In a rush to fill the emptiness of a bare yard and provide their homes with shade to protect against the summer sun, many homeowners plant trees without first doing some research to find out what they’re getting into. Different species of trees have very distinct characteristics and require varying levels of maintenance. Here are some of the trees that have the potential to do more harm than good in your yard:
- Black walnut. Black walnut trees produce a toxic chemical that causes many plants growing under them to wither and die. While beneficial to wildlife, black walnut trees are messy due to their large leaves and falling nuts.

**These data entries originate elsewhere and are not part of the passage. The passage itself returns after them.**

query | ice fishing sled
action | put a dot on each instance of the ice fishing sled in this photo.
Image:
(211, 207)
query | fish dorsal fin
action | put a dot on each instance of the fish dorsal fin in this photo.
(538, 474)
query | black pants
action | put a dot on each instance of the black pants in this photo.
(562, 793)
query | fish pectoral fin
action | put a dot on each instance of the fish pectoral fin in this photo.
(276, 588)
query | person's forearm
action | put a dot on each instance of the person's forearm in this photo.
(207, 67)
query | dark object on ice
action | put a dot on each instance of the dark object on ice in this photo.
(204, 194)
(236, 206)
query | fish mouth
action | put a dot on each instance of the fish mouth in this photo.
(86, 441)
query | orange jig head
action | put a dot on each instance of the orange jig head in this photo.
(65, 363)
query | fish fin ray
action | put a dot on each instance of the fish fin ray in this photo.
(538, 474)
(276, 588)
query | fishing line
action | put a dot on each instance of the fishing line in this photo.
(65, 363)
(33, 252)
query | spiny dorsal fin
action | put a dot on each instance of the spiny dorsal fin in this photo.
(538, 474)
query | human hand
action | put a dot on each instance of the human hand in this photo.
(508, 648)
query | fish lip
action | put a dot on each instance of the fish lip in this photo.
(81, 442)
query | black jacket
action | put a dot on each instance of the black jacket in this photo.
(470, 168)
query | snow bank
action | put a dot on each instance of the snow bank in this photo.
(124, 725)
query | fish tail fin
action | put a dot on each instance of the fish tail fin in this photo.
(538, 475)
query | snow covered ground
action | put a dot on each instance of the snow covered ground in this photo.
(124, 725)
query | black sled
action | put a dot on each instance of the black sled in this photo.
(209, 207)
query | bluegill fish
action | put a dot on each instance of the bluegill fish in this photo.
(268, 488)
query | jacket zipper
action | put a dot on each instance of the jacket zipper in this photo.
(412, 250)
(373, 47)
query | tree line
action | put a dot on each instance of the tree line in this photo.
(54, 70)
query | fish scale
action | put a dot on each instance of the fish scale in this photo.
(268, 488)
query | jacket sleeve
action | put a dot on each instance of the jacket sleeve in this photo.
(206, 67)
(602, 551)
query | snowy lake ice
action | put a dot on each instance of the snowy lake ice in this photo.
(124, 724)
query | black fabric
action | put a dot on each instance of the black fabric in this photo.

- Cottonwood. Cottonwood trees grow rapidly but only live an average of 30 years. Their brittle branches shed a lot and are very susceptible to storm damage. The cottonwood’s invasive root system has been known to crack sidewalks and foundations, and the large amount of cottony seeds released by the trees are unsightly and can clog mesh gutter covers and other types of filters.
- Maple. North America is home to around 150 varieties of maple trees, which are famous for their breathtaking fall foliage. However, the fruit of the maple takes the form of very mobile “helicopters,” “whirlybirds” or “spinners” that are known to fill gutters as far as a mile away from the tree.
- Mountain cedar. This native of the south-central U.S. releases massive amounts of pollen throughout the winter months, causing severe hay fever in many people. Even if you’re not allergic, your neighbors might be. Cedars also contain highly flammable resin, which can be a fire hazard.
- Mulberry. Certain varieties of mulberry trees produce a small, dark fruit that can stain decks and walkways.